The best-selling author of tearjerkers like Angel Falls (2000) serves up yet another mountain of mush, topped off with...

Talk-show queen takes tumble as millions jeer.

Nora Bridges is a wildly popular radio spokesperson for family-first virtues, but her loyal listeners don't know that she walked out on her husband and teenaged daughters years ago and didn't look back. Now that a former lover has sold racy pix of naked Nora and horny himself to a national tabloid, her estranged daughter Ruby, an unsuccessful stand-up comic in Los Angeles, has been approached to pen a tell-all. Greedy for the fat fee she's been promised, Ruby agrees and heads for the San Juan Islands, eager to get reacquainted with the mom she plans to betray. Once in the family homestead, nasty Ruby alternately sulks and glares at her mother, who is temporarily wheelchair-bound as a result of a post-scandal car crash. Uncaring, Ruby begins writing her side of the story when she's not strolling on the beach with former sweetheart Dean Sloan, the son of wealthy socialites who basically ignored him and his gay brother Eric. Eric, now dying of cancer and also in a wheelchair, has returned to the island.
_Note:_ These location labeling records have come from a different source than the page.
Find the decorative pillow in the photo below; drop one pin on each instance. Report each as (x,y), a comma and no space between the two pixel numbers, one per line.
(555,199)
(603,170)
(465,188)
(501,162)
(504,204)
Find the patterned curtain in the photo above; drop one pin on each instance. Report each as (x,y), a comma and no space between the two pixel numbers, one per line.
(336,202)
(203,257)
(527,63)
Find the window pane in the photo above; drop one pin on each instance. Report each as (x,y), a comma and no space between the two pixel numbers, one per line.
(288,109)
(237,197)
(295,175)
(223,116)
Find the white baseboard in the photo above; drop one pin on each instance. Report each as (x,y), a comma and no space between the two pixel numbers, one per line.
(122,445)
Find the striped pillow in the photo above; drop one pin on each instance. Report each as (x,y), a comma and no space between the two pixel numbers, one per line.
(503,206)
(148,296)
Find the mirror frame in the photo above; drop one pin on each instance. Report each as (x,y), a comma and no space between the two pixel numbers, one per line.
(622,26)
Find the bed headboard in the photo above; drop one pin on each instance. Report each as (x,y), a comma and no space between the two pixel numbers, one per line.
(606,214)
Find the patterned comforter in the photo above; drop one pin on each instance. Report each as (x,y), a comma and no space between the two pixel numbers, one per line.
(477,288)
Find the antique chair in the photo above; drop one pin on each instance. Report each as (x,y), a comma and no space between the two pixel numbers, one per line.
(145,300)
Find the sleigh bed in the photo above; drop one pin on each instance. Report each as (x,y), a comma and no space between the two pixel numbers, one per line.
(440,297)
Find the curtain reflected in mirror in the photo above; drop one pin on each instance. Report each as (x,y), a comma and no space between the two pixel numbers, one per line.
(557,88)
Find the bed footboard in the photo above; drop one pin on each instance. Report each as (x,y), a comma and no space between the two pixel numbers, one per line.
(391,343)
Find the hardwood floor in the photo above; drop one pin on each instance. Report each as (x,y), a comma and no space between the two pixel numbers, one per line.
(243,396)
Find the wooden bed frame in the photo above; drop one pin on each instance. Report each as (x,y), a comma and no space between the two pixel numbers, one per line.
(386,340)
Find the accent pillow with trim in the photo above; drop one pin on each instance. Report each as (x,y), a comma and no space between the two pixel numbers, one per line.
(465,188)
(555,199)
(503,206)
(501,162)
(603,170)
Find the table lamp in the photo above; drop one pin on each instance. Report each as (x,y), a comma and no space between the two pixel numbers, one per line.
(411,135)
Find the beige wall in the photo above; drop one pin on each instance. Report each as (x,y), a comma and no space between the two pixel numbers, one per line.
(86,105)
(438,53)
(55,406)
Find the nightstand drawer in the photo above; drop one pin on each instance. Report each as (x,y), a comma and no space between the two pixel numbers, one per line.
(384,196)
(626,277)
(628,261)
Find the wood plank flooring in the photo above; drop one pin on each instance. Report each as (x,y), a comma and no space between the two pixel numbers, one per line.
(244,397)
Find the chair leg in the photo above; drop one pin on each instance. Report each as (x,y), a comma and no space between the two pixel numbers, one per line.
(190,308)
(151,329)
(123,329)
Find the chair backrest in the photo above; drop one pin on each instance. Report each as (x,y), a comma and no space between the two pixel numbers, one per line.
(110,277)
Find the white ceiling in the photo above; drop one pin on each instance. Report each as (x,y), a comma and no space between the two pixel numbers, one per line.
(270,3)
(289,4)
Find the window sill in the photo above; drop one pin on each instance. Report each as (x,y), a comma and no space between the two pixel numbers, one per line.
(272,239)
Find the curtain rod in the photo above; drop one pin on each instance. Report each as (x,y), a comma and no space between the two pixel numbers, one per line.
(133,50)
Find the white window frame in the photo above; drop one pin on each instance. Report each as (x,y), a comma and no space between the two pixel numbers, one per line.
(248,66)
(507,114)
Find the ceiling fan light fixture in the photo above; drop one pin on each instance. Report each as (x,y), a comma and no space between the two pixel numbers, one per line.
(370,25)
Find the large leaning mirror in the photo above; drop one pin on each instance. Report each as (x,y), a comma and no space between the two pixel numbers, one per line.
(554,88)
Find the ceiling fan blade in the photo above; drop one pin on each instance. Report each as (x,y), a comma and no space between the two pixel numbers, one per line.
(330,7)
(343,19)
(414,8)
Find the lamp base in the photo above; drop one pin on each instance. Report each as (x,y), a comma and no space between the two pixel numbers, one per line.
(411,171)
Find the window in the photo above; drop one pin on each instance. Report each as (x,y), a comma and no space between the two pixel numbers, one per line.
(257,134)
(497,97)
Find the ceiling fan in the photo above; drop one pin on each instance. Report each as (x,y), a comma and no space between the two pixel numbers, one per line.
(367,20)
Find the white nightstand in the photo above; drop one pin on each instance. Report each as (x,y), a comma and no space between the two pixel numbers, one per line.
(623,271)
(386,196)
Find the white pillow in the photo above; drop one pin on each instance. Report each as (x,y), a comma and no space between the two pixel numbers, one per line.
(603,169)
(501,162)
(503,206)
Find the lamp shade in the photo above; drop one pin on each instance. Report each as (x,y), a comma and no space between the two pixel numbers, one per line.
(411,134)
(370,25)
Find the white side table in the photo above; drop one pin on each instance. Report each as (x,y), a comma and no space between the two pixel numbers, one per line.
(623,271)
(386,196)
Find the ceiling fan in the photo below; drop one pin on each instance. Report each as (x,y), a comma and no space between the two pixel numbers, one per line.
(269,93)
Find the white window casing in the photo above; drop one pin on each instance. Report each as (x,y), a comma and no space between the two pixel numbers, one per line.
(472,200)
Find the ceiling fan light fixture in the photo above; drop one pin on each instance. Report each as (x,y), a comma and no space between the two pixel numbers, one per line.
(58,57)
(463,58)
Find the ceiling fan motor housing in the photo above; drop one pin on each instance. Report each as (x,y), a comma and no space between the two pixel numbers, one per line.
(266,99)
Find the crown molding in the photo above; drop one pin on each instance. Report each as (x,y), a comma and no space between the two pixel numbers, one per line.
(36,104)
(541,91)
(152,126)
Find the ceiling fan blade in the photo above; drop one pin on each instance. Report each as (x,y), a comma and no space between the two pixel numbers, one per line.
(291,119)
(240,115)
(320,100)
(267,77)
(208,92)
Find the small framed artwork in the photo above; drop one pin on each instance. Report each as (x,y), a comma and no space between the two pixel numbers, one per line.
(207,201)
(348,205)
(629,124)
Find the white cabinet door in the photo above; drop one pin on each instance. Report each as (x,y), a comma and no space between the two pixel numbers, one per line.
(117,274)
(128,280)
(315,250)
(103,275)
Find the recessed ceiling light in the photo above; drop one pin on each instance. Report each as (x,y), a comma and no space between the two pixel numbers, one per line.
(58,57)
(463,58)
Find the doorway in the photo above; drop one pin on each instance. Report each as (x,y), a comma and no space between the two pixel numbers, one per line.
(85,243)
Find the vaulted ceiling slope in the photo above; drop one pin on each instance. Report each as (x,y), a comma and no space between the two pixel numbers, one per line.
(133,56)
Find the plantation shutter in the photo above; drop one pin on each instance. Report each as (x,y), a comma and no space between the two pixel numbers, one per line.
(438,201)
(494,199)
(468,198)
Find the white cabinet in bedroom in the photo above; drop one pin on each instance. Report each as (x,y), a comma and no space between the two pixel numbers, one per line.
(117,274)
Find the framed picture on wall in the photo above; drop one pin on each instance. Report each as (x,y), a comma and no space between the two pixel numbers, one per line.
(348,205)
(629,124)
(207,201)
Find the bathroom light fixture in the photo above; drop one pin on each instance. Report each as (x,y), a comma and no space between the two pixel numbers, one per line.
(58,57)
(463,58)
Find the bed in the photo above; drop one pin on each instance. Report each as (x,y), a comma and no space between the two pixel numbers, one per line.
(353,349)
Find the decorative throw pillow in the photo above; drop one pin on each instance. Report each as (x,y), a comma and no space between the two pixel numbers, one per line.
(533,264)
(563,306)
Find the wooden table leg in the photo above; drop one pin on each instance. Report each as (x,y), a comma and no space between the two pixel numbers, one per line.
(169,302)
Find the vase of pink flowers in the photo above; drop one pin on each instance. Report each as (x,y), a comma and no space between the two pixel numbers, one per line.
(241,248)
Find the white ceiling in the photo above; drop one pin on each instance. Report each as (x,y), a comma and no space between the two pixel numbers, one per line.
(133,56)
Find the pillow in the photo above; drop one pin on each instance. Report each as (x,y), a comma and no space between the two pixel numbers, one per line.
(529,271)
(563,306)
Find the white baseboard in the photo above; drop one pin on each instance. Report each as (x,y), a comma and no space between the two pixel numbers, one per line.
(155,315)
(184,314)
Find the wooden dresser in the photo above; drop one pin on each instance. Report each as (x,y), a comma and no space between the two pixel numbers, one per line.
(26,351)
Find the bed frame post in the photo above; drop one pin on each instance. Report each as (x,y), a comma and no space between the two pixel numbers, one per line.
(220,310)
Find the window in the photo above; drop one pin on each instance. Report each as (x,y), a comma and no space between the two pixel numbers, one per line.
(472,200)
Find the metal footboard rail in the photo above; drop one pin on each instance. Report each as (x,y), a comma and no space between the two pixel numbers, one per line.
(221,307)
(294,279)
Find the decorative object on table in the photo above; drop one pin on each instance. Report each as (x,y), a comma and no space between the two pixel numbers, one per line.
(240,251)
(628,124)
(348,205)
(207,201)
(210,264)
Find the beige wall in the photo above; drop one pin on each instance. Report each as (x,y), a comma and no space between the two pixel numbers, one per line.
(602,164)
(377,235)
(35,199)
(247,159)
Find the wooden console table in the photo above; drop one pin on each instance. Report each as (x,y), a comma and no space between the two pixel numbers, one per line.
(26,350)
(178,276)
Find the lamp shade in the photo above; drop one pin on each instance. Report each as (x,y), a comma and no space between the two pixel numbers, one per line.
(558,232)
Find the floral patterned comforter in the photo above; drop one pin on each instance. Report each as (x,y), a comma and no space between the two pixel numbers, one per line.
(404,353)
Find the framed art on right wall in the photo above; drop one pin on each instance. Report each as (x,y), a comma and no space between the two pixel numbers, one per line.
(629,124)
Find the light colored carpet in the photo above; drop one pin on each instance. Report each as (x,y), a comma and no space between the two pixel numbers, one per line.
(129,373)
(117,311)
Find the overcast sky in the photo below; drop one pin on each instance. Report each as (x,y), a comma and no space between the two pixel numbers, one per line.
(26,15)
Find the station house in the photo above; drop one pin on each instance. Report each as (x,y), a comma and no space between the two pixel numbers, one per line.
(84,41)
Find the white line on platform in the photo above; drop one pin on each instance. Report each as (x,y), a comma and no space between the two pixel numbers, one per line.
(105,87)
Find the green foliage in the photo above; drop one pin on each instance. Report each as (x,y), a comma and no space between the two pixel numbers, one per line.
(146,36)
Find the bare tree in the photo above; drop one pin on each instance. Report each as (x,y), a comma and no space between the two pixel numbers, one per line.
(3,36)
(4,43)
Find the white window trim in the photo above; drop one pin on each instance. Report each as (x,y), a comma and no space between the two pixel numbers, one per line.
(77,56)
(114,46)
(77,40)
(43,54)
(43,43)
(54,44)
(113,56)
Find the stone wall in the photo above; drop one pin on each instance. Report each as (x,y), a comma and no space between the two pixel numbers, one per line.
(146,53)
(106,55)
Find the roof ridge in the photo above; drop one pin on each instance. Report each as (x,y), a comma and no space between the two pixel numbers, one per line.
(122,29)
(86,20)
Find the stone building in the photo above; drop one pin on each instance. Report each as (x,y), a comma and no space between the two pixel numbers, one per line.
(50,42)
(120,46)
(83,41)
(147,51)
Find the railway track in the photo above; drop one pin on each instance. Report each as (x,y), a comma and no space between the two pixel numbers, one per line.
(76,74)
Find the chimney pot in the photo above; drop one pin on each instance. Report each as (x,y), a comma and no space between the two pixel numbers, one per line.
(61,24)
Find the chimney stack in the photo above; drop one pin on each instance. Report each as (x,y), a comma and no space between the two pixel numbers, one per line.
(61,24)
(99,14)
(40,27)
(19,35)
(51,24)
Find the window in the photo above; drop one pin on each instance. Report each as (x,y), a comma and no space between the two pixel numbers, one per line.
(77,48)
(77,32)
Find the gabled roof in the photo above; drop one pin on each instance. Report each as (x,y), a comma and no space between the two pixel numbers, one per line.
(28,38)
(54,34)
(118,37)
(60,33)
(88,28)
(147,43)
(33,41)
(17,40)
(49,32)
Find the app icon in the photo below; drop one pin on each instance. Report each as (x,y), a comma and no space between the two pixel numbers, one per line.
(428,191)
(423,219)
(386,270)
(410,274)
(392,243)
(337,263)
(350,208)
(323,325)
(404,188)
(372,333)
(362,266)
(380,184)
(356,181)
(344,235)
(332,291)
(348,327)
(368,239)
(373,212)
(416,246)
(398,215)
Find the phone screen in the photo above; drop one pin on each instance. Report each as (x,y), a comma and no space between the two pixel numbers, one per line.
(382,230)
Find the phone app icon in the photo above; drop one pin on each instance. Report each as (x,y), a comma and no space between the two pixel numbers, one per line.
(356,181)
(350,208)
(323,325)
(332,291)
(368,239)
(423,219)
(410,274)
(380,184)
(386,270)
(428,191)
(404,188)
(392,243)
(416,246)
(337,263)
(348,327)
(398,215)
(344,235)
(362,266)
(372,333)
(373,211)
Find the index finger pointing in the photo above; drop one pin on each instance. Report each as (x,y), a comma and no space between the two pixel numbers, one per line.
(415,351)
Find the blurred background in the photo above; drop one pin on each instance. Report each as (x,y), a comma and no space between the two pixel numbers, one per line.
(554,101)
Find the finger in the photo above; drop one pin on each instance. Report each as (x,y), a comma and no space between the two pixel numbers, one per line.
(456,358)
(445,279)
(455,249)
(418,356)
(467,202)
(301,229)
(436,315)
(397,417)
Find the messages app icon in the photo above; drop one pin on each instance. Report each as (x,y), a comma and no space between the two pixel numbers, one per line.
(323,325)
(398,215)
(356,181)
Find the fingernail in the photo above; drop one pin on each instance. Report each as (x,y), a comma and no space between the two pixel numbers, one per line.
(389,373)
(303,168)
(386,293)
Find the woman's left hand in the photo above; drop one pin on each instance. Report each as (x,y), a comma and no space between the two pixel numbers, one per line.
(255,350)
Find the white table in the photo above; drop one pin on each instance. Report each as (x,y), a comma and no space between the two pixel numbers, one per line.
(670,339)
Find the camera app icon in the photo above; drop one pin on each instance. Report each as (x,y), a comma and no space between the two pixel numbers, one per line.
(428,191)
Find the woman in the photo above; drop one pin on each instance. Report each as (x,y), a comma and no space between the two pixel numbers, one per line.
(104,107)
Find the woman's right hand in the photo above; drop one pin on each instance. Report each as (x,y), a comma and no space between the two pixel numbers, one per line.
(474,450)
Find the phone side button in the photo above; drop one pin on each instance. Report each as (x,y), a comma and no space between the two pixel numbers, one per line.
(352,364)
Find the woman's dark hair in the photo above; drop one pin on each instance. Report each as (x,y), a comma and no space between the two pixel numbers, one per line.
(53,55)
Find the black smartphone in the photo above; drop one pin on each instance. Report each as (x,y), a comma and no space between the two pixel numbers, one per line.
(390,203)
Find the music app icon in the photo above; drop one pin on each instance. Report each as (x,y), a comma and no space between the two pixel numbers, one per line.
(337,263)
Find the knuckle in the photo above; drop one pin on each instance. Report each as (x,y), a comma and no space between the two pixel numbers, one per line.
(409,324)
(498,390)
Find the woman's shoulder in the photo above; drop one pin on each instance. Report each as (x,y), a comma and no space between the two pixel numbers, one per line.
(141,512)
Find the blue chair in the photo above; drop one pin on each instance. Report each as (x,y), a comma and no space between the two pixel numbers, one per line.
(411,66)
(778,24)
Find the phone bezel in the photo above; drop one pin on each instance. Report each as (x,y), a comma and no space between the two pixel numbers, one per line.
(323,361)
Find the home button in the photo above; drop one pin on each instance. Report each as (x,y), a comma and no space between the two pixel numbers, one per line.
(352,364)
This dismal threesome catch up on old times, recalling their childhood idylls on the island. After Ruby's perfect big sister Caroline shows up, there's another round of heartfelt talk. Nora gradually reveals the truth about her unloving husband and her late father's alcoholism, which led her to seek the approval of others at the cost of her own peace of mind. And so on. Ruby is aghast to discover that she doesn't know everything after all, but Dean offers her subdued comfort. Happy endings await almost everyone—except for readers of this nobly preachy snifflefest.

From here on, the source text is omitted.